Le Canada va continuer de se battre pour obtenir la libération de Michael Spavor et des autres Canadiens détenus de manière arbitraire en Chine, a promis le ministre des Affaires étrangères Marc Garneau après qu’un tribunal chinois eut condamné M. Spavor à 11 ans de prison pour espionnage.

S’exprimant lors d’une conférence de presse, mercredi, M. Garneau a dit que le gouvernement condamne « avec la plus grande fermeté » le verdict en Chine contre l’homme d’affaires canadien, qui fait suite à un procès à portes closes en mars dernier.

« Cette décision a été prise à la suite d’un processus manquant d’équité et de transparence, en plus d’un procès qui ne répondait pas aux normes minimales exigées par le droit international », a déploré le ministre.

Il a ajouté que le Canada travaille de concert avec ses alliés, dont les États-Unis, pour obtenir la libération de M. Spavor et de Michael Kovrig. Il n’a cependant pas voulu s’avancer sur le détail des négociations.

MM. Spavor et Kovrig sont détenus en Chine depuis l’arrestation de la vice-présidente de Huawei, Meng Wanzhou, en décembre 2018 à l’aéroport de Vancouver à la demande du gouvernement américain.

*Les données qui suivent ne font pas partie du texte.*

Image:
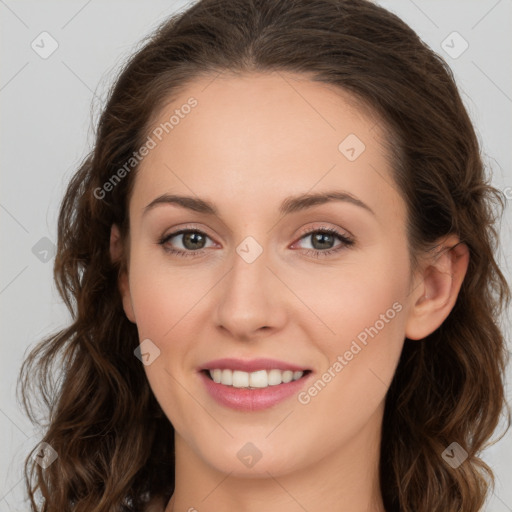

Le verdict de mercredi est la dernière indication de la façon dont Pékin intensifie la pression sur le Canada avant que la justice rende une décision concernant Meng Wanzhou, qui pourrait être extradée aux États-Unis pour faire face à des accusations criminelles.

La Cour suprême de la Colombie-Britannique s’apprêtait mercredi à entendre les arguments des avocats du gouvernement canadien en ce sens.

Questionné à savoir si le Canada négociait la libération de Mme Meng en échange des deux Michael, l’ambassadeur du Canada en Chine, Dominic Barton, a déclaré : « Il y a des efforts et discussions intenses. Je ne veux pas entrer dans les détails. Mais ça se poursuit. »

Le ministre Garneau est resté tout aussi prudent à ce sujet, se contentant de dire que « les discussions se poursuivent, je dirais à un niveau intense » avec les diplomates canadiens en Chine et aux États-Unis.

Il a poursuivi en soulignant que le Canada pouvait compter sur l’appui des États-Unis et que le président Joe Biden avait dit qu’il traitait ces deux citoyens canadiens au même niveau que des citoyens américains.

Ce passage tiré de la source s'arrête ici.